Why do you like pentesting with Cobalt?
Honestly, there are many reasons. The first one is the ability to work from anywhere, which I really value. I also really enjoy the opportunity to collaborate and learn from other highly skilled pentesters, as well as the overall work dynamic, which makes projects both interesting and well-organized.
Would you recommend Cobalt to someone looking for a pentest? Why or why not?
Definitely yes. Because of the organization, the quality of the pentesters, and how the whole process is designed. Cobalt connects customers with highly skilled professionals and makes engagements run smoothly from start to finish, which is noticeable both for clients and for pentesters.
What do customers or the media often misunderstand about pentesters?
I think one of the biggest misunderstandings is the idea that a pentest is just running an automated tool. For a long time, many customers have associated pentesting with scanning and reporting, partly due to how some commercial solutions have been marketed.
In reality, a good pentest goes much further. It’s about understanding context, architecture, and the business itself, and having a human actively analyze the system with judgment and creativity. It’s also true that some negative past experiences with poorly structured tests have contributed to that perception. In the end, it’s a cultural shift: showing that pentesting isn’t something negative, but a collaborative effort to identify real risks that automated tools simply won’t catch.

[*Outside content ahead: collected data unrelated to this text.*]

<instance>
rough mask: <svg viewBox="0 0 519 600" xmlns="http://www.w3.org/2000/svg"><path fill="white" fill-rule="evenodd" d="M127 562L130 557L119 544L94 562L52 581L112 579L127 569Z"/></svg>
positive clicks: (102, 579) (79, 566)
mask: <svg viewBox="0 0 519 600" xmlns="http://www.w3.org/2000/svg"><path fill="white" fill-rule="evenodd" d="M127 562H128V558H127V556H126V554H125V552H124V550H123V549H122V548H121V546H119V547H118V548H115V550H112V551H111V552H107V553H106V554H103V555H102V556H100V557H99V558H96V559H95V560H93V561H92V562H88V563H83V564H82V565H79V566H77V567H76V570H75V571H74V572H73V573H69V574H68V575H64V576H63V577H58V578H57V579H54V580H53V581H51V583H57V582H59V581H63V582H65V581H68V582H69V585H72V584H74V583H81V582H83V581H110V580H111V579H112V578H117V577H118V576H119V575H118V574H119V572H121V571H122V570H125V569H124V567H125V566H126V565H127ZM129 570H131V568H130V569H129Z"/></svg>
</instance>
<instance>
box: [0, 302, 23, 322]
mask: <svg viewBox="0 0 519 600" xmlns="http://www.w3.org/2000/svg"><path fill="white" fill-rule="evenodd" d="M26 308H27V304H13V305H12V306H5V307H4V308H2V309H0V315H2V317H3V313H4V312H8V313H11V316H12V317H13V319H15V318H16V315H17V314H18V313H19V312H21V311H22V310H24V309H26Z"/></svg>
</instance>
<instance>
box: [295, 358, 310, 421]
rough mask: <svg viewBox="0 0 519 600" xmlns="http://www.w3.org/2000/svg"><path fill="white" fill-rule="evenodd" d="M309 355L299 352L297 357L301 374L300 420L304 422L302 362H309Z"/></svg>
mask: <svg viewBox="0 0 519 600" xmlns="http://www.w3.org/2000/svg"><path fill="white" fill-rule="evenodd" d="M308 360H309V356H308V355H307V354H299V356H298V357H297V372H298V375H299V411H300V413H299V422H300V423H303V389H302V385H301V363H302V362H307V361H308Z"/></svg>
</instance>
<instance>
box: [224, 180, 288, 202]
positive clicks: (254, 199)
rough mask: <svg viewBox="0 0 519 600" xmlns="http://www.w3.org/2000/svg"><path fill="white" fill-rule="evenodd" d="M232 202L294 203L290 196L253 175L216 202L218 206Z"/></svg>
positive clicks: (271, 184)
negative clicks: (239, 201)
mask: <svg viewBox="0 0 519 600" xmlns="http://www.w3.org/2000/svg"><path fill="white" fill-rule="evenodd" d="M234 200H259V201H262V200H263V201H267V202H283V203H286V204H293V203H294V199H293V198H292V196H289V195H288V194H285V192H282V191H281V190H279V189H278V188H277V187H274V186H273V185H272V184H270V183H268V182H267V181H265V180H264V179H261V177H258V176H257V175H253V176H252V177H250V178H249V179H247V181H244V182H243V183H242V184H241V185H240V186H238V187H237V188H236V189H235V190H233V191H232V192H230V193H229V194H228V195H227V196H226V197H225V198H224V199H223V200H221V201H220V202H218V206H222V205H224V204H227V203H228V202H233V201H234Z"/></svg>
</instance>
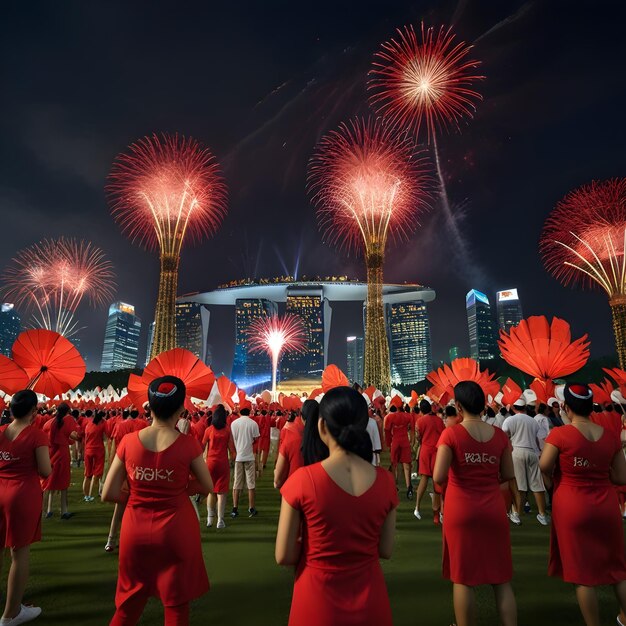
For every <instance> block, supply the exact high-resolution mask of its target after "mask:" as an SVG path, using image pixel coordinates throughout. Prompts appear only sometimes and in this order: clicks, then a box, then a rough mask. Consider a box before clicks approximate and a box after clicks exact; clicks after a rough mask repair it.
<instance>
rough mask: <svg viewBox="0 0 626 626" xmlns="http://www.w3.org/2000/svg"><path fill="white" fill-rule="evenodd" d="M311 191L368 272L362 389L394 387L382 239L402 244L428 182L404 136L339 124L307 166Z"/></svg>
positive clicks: (369, 120) (329, 133) (320, 146)
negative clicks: (384, 308) (388, 328)
mask: <svg viewBox="0 0 626 626" xmlns="http://www.w3.org/2000/svg"><path fill="white" fill-rule="evenodd" d="M308 181H309V190H310V192H311V194H312V198H313V202H314V204H315V205H316V206H317V210H318V218H319V222H320V227H321V228H322V230H323V231H324V232H325V234H326V238H327V240H328V241H329V242H330V243H339V244H340V245H342V246H346V247H348V248H354V249H357V250H362V251H363V253H364V255H365V264H366V266H367V303H366V322H365V371H364V377H365V382H366V383H367V384H370V385H376V386H377V387H378V388H379V389H381V390H383V391H387V390H388V389H389V388H390V385H391V374H390V367H389V344H388V342H387V333H386V327H385V316H384V308H383V299H382V295H383V293H382V291H383V284H384V282H383V264H384V258H385V248H386V246H387V239H388V237H389V236H390V235H391V236H392V237H395V238H399V239H403V238H404V239H406V238H407V237H408V235H409V234H410V233H411V232H412V231H413V230H414V228H415V227H416V225H417V217H418V215H419V214H420V212H421V211H423V210H424V209H426V208H427V200H428V198H429V197H430V192H429V187H430V182H431V179H430V175H429V173H428V168H427V165H426V163H425V161H424V159H423V158H421V157H420V156H419V155H416V154H415V150H414V144H413V142H412V141H411V140H410V138H409V137H408V136H407V133H406V132H399V131H397V130H395V129H393V128H391V127H390V126H389V125H388V124H385V123H384V122H383V121H381V120H380V119H377V120H376V121H374V122H372V121H371V120H368V121H365V120H360V119H355V120H353V121H352V122H351V123H350V124H342V125H341V126H340V127H339V130H337V131H333V132H331V133H329V134H328V135H326V136H325V137H324V138H323V139H322V140H321V142H320V143H319V145H318V146H317V148H316V151H315V154H314V155H313V157H312V159H311V162H310V165H309V177H308Z"/></svg>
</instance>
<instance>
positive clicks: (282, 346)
mask: <svg viewBox="0 0 626 626" xmlns="http://www.w3.org/2000/svg"><path fill="white" fill-rule="evenodd" d="M247 334H248V339H249V340H248V350H249V351H250V352H251V353H255V352H265V353H266V354H268V355H269V357H270V359H271V362H272V394H274V395H275V394H276V373H277V371H278V364H279V362H280V359H281V357H282V355H283V354H284V353H285V352H303V351H304V350H305V348H306V338H307V336H306V330H305V327H304V324H303V322H302V319H301V318H300V317H298V316H297V315H293V314H291V313H286V314H285V315H283V316H282V317H281V316H279V315H263V316H261V317H258V318H256V319H255V320H254V321H253V322H252V323H251V324H250V326H249V327H248V331H247Z"/></svg>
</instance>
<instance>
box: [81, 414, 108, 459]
mask: <svg viewBox="0 0 626 626" xmlns="http://www.w3.org/2000/svg"><path fill="white" fill-rule="evenodd" d="M105 434H106V422H105V421H104V420H100V421H99V422H98V423H97V424H94V423H93V422H92V421H91V420H89V422H87V424H86V425H85V452H104V439H103V438H104V435H105Z"/></svg>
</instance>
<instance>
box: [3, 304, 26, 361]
mask: <svg viewBox="0 0 626 626" xmlns="http://www.w3.org/2000/svg"><path fill="white" fill-rule="evenodd" d="M21 330H22V320H21V319H20V316H19V315H18V313H17V311H16V310H15V307H14V306H13V305H12V304H9V303H8V302H4V303H2V304H1V305H0V354H4V356H8V357H10V356H11V348H12V347H13V344H14V343H15V340H16V339H17V336H18V335H19V334H20V332H21Z"/></svg>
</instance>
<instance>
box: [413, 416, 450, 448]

How do you see pentesting changing in 2026 and over the next few years?
I believe pentesting will become less about automation and much more context-driven, even with all the AI integration we’re seeing today. AI is already very good at enumeration, pattern matching, and finding known vulnerabilities at scale, which will raise the baseline across the industry. However, its real value will be in reducing noise and accelerating analysis, not in replacing human judgment.
Professional pentesting will increasingly focus on design flaws, logic issues, and misconfigurations, and on understanding entire systems rather than isolated vulnerabilities. At the same time, AI is changing how applications are built, which introduces new attack surfaces around models, integrations, and automated workflows. In that context, the pentester’s role evolves into making judgment calls under real-world constraints, knowing how far to go without breaking things, and clearly explaining risk and impact. AI removes repetitive work, but the real differentiator will remain critical thinking, creativity, and the ability to build trust.
What’s one non-technical skill (e.g., writing, communication, project management) that you believe is becoming critically important for a successful pentester, and how do you cultivate it?
Without a doubt, communication. Knowing how to talk to customers, how to translate a technical vulnerability into something that makes sense from a business perspective, and how to explain risk without creating unnecessary fear is critical. A strong finding loses value if it’s not communicated properly.
It’s a skill I’m always working to improve. Sometimes it goes better, sometimes not so much, but it’s something I consistently work on. Listening to the customer and adapting the message depending on whether you’re speaking to technical or business stakeholders makes a big difference.
What's your p(Doom)?
I’d say my p(Doom) is moderate to high, not because of the technology itself, but because of the human factor. There are too many people doing things in the most comfortable or “lazy” way possible, and that shows in the overall quality of how security is implemented and tested.
That said, I don’t think it’s inevitable. When professionals take the work seriously, understand the context, and go beyond the bare minimum, risk drops significantly. The real problem isn’t a lack of tools, but a lack of judgment and commitment.